Ecrire au fil rouge

Numéro 7

Répression anti-syndicale en 1960:

Renault-Cléon, « l’affaire des Diamants »

Serge Laloyer

Alors que l’on parle de « partenaires sociaux », qu’il est de bon ton de pleurer sur la faiblesse des syndicats et du trop faible nombre de syndiqués, la répression anti-syndicale est féroce.

C’est toujours d’actualité en l’an 2000, dans le reste de la France comme dans notre région, où l’on compte des dizaines de procédures de licenciement engagées à l’encontre de jeunes délégués.

Détruire dans l’œuf toute tentative de créer un syndicat CGT, s’en prendre aux hommes et aux femmes qui relèvent la tête et osent lutter pour leurs revendications, c’est une facette des relations patronat-syndicat.

Elle peut aller jusqu’à la machination la plus monstrueuse, mais elle peut aussi se retourner contre leurs promoteurs, comme ce fut le cas chez Renault Cléon en 1960.

 

Ce n’est sûrement pas par hasard si la RNUR a choisi d’installer une usine de fabrication de boites de vitesses et de moteurs dans la plaine de Cléon.

Une des raisons c’est qu’elle se trouve à une centaine de kilomètres des usines de montage de Flins et de Billancourt.
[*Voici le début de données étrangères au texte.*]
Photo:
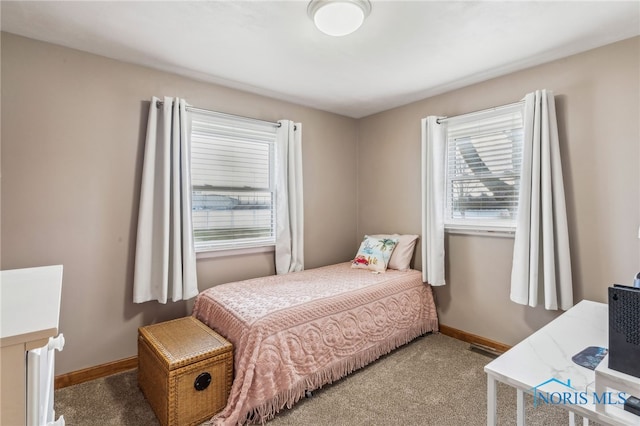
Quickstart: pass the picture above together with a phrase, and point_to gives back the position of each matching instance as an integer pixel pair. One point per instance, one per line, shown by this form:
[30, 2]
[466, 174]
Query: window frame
[475, 226]
[213, 248]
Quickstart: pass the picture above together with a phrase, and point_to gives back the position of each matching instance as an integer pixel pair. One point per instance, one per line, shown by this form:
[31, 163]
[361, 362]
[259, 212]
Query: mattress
[296, 332]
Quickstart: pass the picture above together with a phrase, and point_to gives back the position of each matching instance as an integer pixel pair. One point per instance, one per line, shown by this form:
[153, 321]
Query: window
[233, 196]
[483, 162]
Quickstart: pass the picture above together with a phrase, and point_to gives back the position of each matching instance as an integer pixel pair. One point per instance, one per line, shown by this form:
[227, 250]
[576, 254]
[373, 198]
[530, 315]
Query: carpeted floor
[434, 380]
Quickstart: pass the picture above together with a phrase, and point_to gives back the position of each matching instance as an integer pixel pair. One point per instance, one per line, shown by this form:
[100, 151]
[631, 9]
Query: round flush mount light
[338, 17]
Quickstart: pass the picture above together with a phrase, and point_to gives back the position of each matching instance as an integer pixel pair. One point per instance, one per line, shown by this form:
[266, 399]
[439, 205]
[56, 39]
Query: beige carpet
[434, 380]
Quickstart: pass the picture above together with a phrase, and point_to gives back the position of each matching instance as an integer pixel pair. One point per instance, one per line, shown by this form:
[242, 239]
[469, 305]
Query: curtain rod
[222, 114]
[469, 114]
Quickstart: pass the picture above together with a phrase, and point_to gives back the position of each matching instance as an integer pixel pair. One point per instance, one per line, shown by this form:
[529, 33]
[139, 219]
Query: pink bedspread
[299, 331]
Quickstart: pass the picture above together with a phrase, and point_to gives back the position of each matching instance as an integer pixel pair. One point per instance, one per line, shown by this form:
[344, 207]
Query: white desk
[29, 312]
[546, 354]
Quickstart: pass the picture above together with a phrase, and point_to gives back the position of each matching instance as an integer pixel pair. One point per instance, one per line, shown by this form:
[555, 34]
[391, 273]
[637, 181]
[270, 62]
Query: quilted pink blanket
[299, 331]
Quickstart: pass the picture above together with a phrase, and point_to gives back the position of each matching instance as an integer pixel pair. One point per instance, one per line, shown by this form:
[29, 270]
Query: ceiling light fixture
[338, 17]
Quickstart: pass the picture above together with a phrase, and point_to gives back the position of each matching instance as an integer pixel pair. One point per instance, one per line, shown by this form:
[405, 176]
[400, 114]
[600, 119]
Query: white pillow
[403, 252]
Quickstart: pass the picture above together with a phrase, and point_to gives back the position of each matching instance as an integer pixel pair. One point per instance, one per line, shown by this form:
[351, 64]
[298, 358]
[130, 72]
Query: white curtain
[433, 184]
[165, 264]
[289, 210]
[541, 258]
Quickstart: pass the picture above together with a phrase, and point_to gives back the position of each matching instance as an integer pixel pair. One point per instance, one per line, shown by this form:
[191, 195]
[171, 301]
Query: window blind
[484, 157]
[233, 197]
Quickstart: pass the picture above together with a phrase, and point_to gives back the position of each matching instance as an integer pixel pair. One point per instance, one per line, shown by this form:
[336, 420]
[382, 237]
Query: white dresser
[29, 315]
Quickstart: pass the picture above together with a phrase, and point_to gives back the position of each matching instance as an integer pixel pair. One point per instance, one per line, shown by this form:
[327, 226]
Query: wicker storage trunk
[185, 370]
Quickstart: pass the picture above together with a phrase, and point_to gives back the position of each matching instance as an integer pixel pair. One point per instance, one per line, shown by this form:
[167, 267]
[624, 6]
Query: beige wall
[72, 143]
[72, 140]
[598, 105]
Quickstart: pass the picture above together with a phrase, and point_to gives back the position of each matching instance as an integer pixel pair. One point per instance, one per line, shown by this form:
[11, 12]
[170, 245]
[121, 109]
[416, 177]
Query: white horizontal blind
[233, 197]
[484, 158]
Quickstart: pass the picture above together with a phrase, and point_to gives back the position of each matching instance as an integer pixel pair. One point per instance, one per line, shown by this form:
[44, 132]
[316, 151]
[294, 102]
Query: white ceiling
[405, 51]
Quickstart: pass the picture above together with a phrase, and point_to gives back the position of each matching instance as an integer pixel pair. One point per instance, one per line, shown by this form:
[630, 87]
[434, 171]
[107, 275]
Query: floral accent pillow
[374, 253]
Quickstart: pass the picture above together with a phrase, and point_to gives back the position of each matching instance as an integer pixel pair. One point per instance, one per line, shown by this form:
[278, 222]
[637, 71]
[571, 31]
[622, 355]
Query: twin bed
[294, 333]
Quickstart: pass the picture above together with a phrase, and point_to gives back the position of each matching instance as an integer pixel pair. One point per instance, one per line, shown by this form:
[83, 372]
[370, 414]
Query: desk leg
[491, 400]
[520, 407]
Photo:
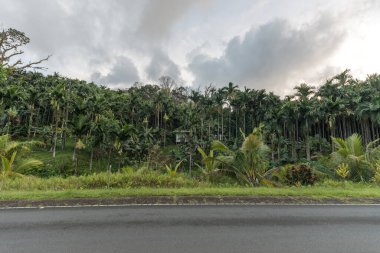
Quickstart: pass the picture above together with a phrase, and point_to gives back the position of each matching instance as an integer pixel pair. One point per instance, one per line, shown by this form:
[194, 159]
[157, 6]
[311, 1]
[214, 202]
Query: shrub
[300, 174]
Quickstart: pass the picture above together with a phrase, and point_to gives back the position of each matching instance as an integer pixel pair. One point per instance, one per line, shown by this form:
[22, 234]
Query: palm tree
[351, 152]
[8, 155]
[249, 163]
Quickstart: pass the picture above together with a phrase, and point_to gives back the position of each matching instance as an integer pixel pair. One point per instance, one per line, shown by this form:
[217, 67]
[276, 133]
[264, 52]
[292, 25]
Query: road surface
[192, 229]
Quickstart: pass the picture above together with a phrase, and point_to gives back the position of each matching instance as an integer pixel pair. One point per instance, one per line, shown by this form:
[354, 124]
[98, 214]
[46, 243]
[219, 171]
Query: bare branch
[11, 41]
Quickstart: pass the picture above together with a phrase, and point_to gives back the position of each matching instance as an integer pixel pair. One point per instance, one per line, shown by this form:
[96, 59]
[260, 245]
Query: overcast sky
[271, 44]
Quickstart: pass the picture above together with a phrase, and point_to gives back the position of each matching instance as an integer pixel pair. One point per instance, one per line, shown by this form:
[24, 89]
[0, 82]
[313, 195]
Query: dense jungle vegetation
[57, 126]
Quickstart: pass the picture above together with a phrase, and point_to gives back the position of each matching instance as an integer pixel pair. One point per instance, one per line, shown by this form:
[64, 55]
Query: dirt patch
[181, 200]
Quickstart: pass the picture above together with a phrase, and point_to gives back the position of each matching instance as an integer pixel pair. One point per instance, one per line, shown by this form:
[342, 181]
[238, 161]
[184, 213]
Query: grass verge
[315, 192]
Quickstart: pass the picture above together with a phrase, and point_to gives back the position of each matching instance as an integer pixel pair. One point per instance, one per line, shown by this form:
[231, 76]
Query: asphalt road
[192, 229]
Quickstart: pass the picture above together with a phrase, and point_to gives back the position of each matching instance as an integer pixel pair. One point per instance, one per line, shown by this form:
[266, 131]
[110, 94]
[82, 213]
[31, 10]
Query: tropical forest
[59, 133]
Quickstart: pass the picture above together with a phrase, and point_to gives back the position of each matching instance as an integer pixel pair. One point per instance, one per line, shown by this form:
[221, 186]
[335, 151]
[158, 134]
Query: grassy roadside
[315, 192]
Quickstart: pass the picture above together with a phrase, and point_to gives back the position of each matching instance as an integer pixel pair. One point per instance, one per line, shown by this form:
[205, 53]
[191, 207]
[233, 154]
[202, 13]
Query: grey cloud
[271, 55]
[159, 16]
[161, 65]
[123, 72]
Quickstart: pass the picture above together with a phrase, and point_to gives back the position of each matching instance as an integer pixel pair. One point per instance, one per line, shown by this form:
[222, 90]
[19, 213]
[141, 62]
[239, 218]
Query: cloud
[162, 65]
[159, 17]
[123, 72]
[272, 55]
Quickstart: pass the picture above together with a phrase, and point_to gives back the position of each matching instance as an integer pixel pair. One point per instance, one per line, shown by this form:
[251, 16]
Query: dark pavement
[192, 229]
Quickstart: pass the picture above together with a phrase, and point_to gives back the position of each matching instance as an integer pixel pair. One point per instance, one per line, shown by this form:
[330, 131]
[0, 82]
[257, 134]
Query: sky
[260, 44]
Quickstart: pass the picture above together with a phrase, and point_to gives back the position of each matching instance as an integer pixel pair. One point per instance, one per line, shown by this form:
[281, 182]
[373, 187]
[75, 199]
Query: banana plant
[172, 172]
[8, 155]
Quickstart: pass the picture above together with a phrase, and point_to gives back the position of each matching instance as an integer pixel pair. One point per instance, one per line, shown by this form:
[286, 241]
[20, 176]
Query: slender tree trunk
[91, 158]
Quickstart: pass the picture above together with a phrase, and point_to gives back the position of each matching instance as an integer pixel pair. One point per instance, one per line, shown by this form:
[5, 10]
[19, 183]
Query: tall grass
[98, 181]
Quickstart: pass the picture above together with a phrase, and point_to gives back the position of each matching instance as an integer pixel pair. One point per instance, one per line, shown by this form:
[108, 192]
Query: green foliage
[376, 177]
[300, 174]
[343, 171]
[8, 154]
[172, 171]
[249, 163]
[358, 159]
[99, 181]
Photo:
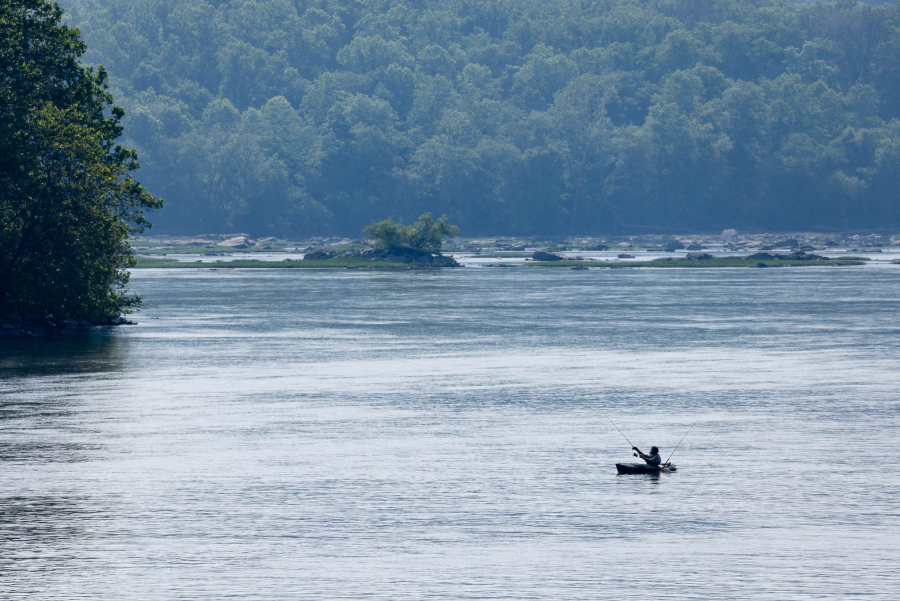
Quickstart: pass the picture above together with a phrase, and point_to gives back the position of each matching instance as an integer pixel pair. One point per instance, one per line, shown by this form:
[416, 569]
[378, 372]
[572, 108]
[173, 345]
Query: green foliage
[425, 234]
[510, 116]
[67, 203]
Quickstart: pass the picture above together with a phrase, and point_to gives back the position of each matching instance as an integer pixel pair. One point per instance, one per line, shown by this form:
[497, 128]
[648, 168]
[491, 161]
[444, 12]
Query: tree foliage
[425, 234]
[67, 203]
[510, 116]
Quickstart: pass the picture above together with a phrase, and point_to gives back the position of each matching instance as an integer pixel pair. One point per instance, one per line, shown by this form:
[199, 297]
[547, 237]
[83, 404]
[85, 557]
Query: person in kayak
[651, 459]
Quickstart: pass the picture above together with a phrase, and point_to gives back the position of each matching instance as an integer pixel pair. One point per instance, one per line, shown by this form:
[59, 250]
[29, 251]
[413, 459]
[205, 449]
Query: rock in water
[237, 242]
[542, 255]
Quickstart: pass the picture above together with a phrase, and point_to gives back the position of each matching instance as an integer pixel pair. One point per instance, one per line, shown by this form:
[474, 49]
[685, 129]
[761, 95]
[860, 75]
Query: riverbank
[336, 263]
[15, 327]
[691, 263]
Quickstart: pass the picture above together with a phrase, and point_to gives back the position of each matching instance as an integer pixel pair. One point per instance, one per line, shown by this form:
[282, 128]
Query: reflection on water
[321, 435]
Une autre est que la fermeture des usines textiles de la région d’Elbeuf offre une main d’œuvre bon marché et qualifiée.

En septembre 1958, des centaines de travailleurs sont embauchés. Mais les demandes d’embauche sont particulièrement contrôlées. Si un demandeur était connu pour ses activités syndicales à la CGT, ou par un engagement au PCF, la demande était rejetée. Par contre, dès l’ouverture de l’usine, les syndicats FO et CFTC sont implantés et dès 1959, des délégués FO et CFTC sont élus.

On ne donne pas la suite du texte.